Want on a level she had never experienced before surged through her core as his hands drew closer to her center. He teased her, moving them from her knees, up her thighs, and back to her knees, each time getting a little closer. He spread her legs apart and moved in close to her, easing his hands around to her back as he traced kisses on her belly. She arched instinctively, leaning back, giving him an open canvas to work on.
She rested on her elbows while he trailed kisses down her thighs, nibbling at her skin, and then soothing the spots with his tongue. She’d never done anything like this. These moments were reserved for bedrooms with lights out, not broad daylight out in the open. And God knew a man had never evoked intrigue and arousal inside of her like this one.
He worked his way back up to her stomach
and nipped at her bathing suit bottom. He curled both fingers inside the straps on her hips and tugged on it. She lifted each side so he could get the bottoms off, and glanced around, feeling more exposed than she ever had.
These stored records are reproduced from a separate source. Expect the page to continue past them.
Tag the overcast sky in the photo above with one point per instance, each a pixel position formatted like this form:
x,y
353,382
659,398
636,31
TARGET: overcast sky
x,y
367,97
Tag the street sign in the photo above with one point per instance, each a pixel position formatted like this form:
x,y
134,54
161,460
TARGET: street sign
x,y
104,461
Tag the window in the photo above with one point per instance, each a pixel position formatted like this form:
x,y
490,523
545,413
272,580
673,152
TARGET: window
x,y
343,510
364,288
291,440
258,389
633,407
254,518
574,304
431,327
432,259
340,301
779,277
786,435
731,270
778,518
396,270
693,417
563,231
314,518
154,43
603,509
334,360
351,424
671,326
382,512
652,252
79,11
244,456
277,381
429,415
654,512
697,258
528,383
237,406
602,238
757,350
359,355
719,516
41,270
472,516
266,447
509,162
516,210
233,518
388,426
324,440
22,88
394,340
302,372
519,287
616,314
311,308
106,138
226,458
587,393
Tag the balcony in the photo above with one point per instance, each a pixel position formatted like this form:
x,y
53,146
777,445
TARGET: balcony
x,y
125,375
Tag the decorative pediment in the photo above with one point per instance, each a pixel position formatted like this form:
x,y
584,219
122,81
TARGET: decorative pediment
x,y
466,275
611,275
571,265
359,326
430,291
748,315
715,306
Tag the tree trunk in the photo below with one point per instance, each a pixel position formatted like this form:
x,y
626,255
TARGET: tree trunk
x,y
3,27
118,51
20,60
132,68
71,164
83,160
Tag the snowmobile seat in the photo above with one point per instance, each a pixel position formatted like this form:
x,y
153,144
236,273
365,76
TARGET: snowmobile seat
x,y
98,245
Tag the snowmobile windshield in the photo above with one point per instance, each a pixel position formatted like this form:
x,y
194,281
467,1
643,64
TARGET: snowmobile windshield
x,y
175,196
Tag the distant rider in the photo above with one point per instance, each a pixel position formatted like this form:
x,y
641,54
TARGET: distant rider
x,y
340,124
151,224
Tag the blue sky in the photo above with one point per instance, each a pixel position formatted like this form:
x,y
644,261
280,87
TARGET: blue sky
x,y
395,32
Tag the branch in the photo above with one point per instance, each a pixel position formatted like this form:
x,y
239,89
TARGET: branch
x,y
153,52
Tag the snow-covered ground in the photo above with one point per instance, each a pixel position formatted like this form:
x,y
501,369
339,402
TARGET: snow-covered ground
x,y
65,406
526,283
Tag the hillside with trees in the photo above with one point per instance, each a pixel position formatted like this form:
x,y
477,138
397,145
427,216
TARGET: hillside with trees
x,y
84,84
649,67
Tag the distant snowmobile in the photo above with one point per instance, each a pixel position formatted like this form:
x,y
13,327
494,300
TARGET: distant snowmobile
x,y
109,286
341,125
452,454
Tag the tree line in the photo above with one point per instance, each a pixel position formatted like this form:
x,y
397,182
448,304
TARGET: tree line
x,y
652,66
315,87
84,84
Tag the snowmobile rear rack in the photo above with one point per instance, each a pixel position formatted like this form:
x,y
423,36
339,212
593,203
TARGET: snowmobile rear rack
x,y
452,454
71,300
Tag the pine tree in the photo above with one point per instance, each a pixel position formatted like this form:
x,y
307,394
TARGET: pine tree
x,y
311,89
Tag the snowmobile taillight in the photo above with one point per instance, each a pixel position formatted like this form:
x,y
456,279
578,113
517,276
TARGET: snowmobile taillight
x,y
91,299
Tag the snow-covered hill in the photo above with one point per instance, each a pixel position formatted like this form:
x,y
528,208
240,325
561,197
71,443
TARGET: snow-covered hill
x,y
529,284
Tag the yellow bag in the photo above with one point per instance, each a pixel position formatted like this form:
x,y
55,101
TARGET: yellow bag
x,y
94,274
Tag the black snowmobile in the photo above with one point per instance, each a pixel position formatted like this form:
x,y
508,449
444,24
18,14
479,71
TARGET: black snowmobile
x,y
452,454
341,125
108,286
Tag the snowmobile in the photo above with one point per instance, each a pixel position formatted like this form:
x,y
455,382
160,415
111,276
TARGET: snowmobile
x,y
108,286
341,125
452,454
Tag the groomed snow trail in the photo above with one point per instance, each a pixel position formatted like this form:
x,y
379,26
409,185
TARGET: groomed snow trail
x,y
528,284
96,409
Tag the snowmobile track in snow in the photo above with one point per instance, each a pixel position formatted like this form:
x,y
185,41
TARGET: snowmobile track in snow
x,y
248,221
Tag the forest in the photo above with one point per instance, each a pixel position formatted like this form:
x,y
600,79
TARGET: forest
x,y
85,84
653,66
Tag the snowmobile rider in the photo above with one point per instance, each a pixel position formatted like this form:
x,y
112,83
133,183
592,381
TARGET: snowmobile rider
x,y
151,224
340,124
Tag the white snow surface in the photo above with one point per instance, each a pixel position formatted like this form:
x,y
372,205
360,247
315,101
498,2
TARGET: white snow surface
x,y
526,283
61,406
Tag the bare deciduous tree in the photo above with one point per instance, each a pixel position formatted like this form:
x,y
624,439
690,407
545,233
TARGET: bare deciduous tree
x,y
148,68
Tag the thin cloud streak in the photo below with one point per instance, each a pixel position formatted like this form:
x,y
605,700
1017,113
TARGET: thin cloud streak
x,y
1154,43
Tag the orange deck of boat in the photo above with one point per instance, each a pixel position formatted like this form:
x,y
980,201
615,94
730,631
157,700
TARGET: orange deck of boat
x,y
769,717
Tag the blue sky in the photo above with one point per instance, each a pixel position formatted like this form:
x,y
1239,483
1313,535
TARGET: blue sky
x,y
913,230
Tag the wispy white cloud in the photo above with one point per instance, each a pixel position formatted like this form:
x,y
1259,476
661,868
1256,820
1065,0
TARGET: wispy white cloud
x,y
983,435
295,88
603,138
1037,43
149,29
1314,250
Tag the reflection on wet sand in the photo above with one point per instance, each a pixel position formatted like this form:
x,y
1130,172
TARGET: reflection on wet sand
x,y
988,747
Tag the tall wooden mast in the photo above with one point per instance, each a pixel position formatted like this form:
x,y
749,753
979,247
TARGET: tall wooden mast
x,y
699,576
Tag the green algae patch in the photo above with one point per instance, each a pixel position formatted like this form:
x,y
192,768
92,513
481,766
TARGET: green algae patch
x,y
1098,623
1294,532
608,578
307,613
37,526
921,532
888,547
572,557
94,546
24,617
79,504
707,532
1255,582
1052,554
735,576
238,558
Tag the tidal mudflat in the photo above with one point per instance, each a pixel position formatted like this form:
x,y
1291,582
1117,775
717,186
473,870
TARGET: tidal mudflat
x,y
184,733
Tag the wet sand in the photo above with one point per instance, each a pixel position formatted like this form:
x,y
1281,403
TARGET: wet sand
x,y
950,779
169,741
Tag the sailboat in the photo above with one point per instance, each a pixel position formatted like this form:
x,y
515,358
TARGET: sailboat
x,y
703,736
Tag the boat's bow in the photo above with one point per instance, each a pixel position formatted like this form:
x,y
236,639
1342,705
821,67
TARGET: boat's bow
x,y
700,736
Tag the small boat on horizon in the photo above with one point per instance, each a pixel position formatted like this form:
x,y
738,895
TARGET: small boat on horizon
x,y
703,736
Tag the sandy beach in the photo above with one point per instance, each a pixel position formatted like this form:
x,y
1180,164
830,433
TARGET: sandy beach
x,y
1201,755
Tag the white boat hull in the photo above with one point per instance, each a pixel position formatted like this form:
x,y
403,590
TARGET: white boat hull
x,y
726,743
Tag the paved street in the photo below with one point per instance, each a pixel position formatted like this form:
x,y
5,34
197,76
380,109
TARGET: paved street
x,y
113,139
He looked up at her. “Nobody can see here. That’s an eight-foot privacy fence.”
He was right. Unless someone came back there, they were safe, but that wasn’t the issue. She put her fingertips to her temple. “I know. It’s just that I’ve never done this outside.”
“You want to go inside?” he asked.
She would die if Sebastian came home to her locked away in his guest bedroom with Bo. Did she think it was better for him to find them in his pool?
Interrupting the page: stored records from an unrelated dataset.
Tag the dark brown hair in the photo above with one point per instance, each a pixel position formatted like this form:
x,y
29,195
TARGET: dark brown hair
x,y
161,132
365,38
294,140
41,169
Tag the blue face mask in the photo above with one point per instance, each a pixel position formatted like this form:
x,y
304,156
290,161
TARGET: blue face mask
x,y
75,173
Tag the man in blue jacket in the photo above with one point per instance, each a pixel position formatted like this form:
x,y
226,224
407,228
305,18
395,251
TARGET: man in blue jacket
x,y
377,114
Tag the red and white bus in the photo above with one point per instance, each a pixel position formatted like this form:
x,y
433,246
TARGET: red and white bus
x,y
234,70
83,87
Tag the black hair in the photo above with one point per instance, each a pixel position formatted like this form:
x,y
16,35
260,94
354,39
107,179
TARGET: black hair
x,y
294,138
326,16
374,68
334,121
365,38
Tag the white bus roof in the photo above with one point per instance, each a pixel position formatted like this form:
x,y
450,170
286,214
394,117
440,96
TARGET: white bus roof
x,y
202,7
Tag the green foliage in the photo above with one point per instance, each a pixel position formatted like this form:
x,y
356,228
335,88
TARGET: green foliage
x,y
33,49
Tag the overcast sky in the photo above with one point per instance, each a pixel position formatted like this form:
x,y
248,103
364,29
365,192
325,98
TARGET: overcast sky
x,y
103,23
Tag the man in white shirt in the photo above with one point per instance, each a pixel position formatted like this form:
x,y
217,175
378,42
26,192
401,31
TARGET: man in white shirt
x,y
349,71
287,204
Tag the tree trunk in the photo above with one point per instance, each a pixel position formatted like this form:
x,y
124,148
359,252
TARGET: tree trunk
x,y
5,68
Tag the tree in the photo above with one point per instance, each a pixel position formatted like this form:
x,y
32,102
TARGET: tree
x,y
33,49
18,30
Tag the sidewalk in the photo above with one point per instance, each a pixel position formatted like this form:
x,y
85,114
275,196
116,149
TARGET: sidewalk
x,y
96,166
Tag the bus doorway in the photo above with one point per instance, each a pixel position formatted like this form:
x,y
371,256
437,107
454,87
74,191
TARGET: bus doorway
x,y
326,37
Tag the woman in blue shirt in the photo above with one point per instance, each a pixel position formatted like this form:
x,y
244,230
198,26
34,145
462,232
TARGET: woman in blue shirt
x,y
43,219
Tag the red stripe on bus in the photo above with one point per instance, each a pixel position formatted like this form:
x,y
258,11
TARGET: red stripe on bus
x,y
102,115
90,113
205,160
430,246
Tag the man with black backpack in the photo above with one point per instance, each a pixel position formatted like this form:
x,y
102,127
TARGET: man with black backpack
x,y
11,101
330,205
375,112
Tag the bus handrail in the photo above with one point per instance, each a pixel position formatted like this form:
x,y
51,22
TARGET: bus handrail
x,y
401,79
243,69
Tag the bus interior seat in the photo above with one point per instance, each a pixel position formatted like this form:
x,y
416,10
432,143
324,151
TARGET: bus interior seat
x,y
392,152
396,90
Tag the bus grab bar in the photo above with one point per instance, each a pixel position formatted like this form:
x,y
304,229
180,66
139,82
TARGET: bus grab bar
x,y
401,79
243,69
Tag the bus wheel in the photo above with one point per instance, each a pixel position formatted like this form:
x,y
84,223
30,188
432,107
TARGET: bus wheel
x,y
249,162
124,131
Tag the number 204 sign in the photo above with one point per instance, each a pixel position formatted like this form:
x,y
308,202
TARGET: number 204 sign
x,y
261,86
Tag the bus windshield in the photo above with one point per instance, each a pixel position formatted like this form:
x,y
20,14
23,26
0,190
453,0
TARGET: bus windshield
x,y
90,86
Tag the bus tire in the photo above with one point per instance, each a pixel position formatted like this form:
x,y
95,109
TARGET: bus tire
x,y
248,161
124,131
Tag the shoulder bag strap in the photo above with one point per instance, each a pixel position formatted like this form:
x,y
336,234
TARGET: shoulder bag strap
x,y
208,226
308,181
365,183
She closed her legs, pressing her knuckle against her forehead. “I’m not chickening out, I promise.”
He frowned, looking a little concerned, or maybe hurt. “I’m sorry if I came on too strong.”
“No!” she said, grabbing his shoulders. “You have not come on strong enough, believe me. I’m glad we’re to this point. I just feel a little exposed out here in the sun and all. And Felicity may be home soon.”
He stepped away from her and took her hands. “Come here. Hop down.”
She slid into the pool and pulled her bottoms back up. Taking her into his arms, he just held her there, rocking back and forth a little. She closed her eyes, resting her cheek on his shoulder, letting their wet bodies meld together.
“I want to be with you, Maya,” he said, his tone low and genuine. “But I don’t want you to be any kind of uncomfortable when that happens, okay?”
She squeezed him tighter to her, threatening to give away how much she cared about him. “I’m not uncomfortable with you at all. I promise.”
He pulled away from her. “Why don’t we both get showers, and then we’ll go get something to eat in PCB. And after that, if you’re up for it, we can go back to my house.”
She smiled. “I’ll definitely be up for it.”